Thanks for the patch.

> tapestry-spring initializes lazy-init beans too soon
> ----------------------------------------------------
>
>                 Key: TAPESTRY-1631
>                 URL: https://issues.apache.org/jira/browse/TAPESTRY-1631
>             Project: Tapestry
>          Issue Type: Bug
>          Components: tapestry-spring
>    Affects Versions: 5.0.5
>         Environment: Spring 2.0.4
>            Reporter: Nick James
>            Assignee: Howard M. Lewis Ship
>             Fix For: 5.0.6
>
>         Attachments: tapestry-spring-1631.patch
>
>
> We have some spring beans which are intended for various environments, so we can have a weblogic transaction manager configured in a weblogic container, but not when we run inside the Jetty container. To achieve this, we mark these beans with the lazy-init=true attribute.
> Starting in tapestry-spring 5.0.5, *all* of our spring beans get initialized at startup, including the weblogic transaction manager., which results in a ClassNotFoundException.
> In SpringModuleDef.java, there is a method in the ModuleDef which looks like:
>                 public Class getServiceInterface()
>                 {
>                     return getBean().getClass();
>                 }
> The call to getBean() causes the bean to be instantiated, and hence triggers the CNFE. I have taken the liberty of patching this code, so that this method makes a call to _context.getType(beanName) through an additional method getBeanType() that I added.
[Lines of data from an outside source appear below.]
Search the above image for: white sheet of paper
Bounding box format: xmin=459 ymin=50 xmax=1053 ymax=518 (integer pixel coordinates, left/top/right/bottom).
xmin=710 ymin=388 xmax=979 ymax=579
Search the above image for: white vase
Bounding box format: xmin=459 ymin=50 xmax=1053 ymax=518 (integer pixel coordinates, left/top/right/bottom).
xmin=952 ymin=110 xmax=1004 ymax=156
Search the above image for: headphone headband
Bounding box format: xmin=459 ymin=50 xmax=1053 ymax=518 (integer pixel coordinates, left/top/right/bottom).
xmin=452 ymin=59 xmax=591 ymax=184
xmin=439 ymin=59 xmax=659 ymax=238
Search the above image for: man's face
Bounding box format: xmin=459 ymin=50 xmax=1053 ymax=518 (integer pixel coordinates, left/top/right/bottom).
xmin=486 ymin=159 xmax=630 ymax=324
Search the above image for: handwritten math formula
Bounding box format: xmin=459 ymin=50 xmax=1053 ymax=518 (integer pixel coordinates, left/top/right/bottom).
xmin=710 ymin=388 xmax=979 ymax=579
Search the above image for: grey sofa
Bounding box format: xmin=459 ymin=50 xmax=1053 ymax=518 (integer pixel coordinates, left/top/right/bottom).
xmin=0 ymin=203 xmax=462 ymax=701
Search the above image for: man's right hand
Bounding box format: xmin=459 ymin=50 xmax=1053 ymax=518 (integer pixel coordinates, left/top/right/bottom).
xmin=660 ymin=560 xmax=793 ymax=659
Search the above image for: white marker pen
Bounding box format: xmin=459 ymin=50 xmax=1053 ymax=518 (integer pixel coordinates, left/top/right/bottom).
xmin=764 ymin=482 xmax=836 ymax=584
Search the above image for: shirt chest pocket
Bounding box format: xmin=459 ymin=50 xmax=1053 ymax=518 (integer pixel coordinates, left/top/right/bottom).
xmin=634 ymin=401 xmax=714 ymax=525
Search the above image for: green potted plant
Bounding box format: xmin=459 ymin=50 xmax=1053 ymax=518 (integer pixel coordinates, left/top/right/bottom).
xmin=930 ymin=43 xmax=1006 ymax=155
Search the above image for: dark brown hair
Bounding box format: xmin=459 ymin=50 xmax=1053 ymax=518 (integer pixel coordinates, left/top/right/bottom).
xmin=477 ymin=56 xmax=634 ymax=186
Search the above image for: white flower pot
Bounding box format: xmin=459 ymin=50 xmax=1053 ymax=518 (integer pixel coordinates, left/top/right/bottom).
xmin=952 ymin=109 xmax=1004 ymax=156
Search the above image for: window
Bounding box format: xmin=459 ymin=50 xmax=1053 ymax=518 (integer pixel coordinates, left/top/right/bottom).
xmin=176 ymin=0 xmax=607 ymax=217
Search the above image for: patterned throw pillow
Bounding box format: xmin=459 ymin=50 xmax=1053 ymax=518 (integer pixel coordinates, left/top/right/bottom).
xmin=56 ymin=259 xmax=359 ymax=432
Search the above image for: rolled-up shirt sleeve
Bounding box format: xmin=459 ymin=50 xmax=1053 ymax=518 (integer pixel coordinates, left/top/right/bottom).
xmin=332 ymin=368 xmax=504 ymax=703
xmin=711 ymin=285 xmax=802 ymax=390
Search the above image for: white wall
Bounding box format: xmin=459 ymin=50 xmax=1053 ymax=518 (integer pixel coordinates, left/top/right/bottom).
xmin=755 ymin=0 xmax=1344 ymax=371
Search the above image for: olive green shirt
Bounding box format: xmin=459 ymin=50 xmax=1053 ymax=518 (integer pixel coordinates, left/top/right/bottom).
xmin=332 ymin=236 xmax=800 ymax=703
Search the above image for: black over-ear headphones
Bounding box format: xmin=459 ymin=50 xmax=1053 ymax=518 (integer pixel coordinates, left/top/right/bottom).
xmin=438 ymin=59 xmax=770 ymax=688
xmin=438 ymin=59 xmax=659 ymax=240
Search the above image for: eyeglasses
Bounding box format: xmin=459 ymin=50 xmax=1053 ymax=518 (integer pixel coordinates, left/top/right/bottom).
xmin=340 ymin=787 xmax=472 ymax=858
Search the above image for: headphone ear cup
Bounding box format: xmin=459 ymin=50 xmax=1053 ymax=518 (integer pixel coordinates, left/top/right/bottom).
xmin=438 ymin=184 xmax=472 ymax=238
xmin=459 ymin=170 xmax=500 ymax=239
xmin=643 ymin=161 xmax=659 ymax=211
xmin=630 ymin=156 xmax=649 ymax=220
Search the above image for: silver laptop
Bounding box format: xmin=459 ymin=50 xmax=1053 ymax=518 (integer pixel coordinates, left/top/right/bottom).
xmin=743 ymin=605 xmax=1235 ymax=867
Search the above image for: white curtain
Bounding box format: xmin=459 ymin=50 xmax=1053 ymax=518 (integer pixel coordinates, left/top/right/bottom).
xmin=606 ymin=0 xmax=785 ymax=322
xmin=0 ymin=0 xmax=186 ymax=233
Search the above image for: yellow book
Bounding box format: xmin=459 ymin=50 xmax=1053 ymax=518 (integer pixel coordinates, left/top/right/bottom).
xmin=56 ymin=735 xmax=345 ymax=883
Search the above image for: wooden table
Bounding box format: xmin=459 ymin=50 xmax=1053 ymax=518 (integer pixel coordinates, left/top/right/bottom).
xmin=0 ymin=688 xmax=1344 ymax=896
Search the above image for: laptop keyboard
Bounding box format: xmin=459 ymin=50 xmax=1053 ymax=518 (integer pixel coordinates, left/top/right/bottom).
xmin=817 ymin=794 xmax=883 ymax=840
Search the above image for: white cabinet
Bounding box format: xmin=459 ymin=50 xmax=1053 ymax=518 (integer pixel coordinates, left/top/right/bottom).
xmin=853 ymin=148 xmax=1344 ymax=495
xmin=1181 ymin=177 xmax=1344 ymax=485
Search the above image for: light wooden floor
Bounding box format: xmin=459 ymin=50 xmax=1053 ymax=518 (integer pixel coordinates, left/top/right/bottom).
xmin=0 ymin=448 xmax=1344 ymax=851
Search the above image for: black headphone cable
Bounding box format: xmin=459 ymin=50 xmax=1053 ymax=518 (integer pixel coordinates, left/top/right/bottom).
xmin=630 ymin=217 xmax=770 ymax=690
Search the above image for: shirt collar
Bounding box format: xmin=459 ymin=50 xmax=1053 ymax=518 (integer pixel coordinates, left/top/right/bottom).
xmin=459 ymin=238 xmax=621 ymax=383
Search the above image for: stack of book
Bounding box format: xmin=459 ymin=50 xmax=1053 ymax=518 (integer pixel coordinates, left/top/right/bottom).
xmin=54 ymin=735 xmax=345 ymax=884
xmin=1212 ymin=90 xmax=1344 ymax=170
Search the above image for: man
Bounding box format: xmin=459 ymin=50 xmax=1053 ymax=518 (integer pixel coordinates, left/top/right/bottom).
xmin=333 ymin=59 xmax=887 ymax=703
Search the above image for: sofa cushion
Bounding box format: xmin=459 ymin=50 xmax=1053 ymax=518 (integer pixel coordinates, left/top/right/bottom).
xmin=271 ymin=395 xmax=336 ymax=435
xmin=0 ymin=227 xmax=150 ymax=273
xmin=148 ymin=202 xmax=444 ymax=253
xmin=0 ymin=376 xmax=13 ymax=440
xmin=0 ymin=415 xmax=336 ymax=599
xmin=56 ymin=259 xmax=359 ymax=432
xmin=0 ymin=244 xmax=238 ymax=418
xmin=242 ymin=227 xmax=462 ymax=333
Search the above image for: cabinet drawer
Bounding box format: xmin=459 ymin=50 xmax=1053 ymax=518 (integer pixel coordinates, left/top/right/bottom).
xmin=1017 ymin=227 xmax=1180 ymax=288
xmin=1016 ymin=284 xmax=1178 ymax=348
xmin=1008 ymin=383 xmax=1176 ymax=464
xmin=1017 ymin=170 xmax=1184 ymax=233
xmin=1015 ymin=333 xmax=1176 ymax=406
> This change passes the testing in maven, and after it is installed in my local Maven repository, my application runs!
> My only concern is that my code change is sending to Tapestry the type that Spring thinks the bean is, rather than the actual Class of the bean. I expect that means that proxies will look to Tapestry like the proxied type, instead of the actual class of the proxy.
> I have a very simple subversion patch that I will try to attach to this report.